Nicotinic Stimulation of Splenic T Cells is Protective in ERCP-induced Acute Pancreatitis in Mice.

Pretreatment with nicotine dose-dependently inhibited acute pancreatitis caused by infusion of ERCP contrast solution into the main pancreatic duct in mice. GTS-21, a specific partial agonist of the α7 nicotinic cholinergic receptor (α7nAChR), also protected the pancreas against ERCP-induced acute pancreatitis. The effects of GTS-21 were abolished by pretreatment with the nicotinic receptor antagonist, mecamylamine. Surgical splenectomy performed 7 days prior to ERCP-induced pancreatitis blocked the protective effects of GTS-21. Intravenous injection of a crude preparation of total splenocytes prepared from mice pretreated with GTS-21 inhibited ERCP-induced pancreatitis; splenocytes from mice treated with vehicle had no effect.

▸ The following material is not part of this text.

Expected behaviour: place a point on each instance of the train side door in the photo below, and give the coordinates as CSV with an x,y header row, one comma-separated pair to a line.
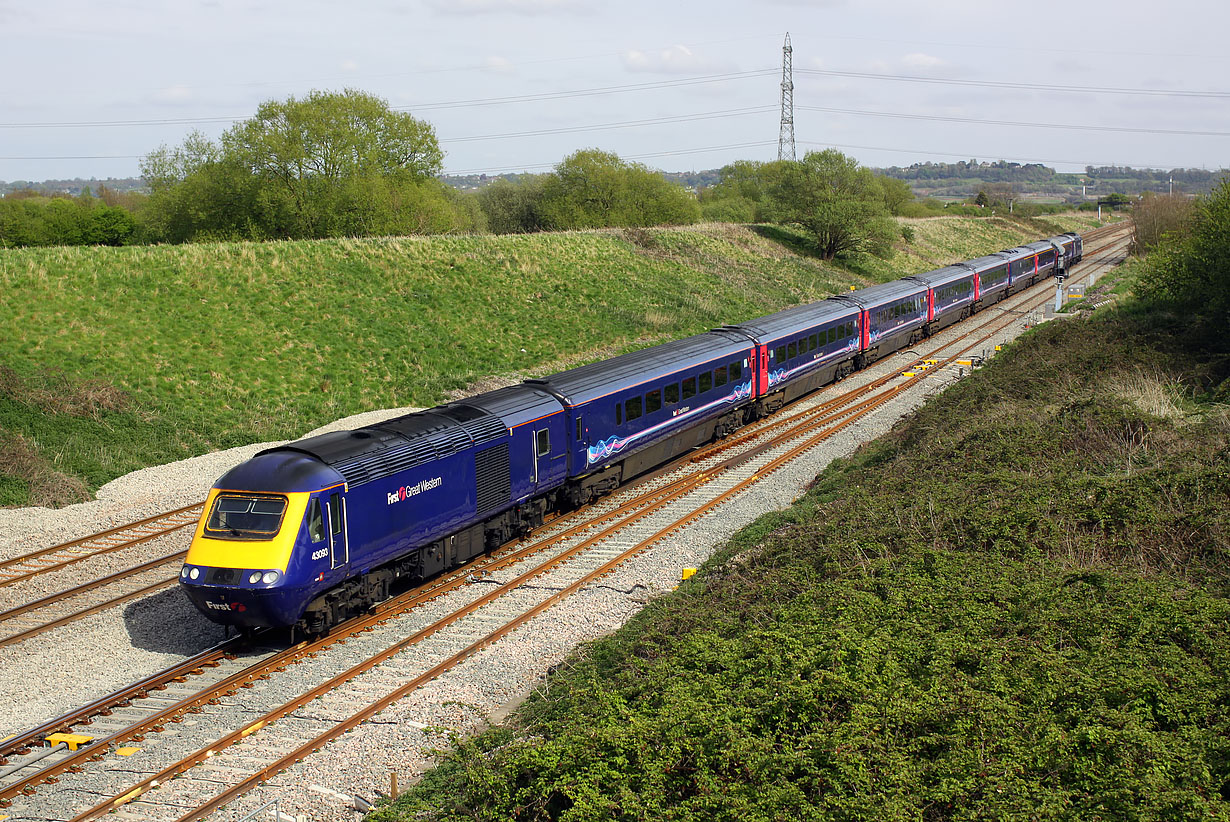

When T cells were removed from the crude GTS-21-treated splenocyte preparation by immunomagnetic separation, the remaining non-T cell splenocytes did not protect against ERCP-induced acute pancreatitis. We conclude splenic T cells are required for nicotinic protection against ERCP-induced acute pancreatitis and that stimulation of α7 nicotinic cholinergic receptors may protect against ERCP-induced acute pancreatitis and also provide a novel approach to therapeutic reversal of ongoing acute pancreatitis.